N2(g) + 2O2(g) → 2NO2(g) has 2O2.
N2 + O2 → 2NO deltaHr= +180 kJmol-1 does not have 2O2.
What about that?
In the calculations why should I write 2 ΔH (NO2(g)) instead of ΔH (2NO2(g))?
I did this myself after seeing what the teacher had done in class for another calculation in enthalpy.
68 kJ/mol is the correct answer.
You're absolute correctly; i.e., "N2 + O2 → 2NO deltaHr= +180 kJmol-1 does not have 2O2". It has 1 O2 but when you add the O2 from the other equation you now have 2O2 which is what you want. The reason you write 2NO2 is because that's what you get when you add the two equations together. I think your problem is that you aren't add them together. The 2NO from equation 1 cancels with 2NO from equation 2 when you add them together so you are left with N2 + 2O2 ==> 2NO2.

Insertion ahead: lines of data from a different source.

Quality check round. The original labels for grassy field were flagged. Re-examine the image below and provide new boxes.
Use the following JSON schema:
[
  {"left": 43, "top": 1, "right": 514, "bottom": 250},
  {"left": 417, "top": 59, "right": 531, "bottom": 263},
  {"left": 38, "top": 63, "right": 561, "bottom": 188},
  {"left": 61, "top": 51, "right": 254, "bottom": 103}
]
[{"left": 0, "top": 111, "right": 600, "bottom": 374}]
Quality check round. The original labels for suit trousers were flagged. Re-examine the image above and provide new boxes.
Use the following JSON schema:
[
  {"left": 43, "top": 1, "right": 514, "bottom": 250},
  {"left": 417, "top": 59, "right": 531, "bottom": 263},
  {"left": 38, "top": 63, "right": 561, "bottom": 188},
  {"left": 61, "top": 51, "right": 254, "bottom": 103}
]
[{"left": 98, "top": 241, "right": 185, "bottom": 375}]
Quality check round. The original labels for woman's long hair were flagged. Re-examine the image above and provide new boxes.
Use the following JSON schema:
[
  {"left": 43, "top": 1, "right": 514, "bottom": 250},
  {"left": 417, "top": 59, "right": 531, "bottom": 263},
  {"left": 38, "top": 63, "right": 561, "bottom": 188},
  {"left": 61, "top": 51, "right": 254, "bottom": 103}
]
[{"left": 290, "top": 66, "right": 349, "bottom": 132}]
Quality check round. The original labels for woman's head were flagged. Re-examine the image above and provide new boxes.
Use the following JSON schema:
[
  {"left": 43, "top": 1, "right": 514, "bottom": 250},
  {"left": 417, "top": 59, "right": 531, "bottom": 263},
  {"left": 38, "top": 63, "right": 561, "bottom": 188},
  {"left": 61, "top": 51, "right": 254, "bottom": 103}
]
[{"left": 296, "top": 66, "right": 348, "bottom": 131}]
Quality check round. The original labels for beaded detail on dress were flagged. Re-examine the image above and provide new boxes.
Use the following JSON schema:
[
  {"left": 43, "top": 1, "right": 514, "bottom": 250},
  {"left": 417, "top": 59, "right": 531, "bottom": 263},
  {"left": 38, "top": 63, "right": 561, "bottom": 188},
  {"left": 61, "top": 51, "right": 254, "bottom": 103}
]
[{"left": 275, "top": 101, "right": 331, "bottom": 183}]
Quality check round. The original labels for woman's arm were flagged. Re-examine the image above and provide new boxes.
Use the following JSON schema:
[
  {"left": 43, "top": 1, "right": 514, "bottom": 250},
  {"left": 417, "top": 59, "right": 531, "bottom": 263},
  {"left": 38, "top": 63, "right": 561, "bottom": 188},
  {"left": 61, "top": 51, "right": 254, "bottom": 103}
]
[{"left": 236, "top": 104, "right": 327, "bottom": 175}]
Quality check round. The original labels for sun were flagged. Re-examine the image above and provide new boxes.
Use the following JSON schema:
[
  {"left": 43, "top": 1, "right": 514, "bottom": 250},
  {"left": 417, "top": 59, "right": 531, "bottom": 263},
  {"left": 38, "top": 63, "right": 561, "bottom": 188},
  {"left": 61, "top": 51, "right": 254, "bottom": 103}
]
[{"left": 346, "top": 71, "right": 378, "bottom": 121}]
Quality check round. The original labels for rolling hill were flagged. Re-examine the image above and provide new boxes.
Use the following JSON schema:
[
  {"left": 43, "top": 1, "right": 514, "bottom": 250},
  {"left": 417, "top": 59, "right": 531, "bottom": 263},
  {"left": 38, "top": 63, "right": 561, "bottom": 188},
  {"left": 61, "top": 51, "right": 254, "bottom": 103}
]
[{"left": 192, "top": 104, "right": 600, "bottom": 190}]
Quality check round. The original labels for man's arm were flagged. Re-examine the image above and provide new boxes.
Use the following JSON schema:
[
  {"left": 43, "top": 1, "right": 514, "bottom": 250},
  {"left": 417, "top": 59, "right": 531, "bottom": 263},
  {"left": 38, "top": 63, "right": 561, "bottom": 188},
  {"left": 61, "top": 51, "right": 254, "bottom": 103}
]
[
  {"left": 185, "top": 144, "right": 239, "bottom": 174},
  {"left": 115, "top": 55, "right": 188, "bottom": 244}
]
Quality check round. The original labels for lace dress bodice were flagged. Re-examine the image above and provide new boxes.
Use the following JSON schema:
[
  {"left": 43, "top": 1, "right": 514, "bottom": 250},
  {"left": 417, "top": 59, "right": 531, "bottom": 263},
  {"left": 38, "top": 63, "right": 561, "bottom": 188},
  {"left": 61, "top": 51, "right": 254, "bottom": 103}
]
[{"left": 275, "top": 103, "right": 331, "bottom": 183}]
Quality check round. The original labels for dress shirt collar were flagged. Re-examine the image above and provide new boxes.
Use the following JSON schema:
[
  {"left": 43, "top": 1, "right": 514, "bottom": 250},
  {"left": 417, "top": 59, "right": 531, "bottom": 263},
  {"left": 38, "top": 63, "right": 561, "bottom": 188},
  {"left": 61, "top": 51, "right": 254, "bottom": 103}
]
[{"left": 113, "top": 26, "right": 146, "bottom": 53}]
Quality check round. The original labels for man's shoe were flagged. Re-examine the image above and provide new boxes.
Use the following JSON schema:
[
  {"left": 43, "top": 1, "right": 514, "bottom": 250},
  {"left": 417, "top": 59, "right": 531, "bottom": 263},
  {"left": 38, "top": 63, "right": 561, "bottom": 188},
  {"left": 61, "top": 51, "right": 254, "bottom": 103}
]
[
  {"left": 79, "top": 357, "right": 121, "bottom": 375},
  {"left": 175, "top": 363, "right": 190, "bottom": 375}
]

Also, why write 2 ΔH (NO2) instead of ΔH (2NO2)?
Actually I don't know but my best guess is that is 2*delta H (NO2) to show that kJ/mol for NO2 x 2 moles. However, instead of asking a third party (like me) why not ask you teacher why s/he chose to write it that way. I disagree if the teacher means that.
In my opinion the use of kJ/mol should not be used. Technically I think that stands for N2 + O2 ==> 2NO dH = +180 kJ/mol REACTION WHICH MEANS FOR 1 MOL N2 REACTING WITH 1 MOLE O2 TO FORM 2 MOLS OF NO. Many texts, if not most, tend to omit that word "reaction". You can avoid confusion and the need to explain the 2 dH (NO2) notation by writing it this way. N2 + O2 + 180 kJ ==> 2NO. That way it makes it CLEAR that this is an endothermic reaction as well as that the 180 kJ is needed FOR THE REACTION, which just happens to produce 2 mols of NO. Or the notation of N2 + O2 ==> 2NO dH = +180 kJ/mole reaction also avoids confusion. Hope this helps.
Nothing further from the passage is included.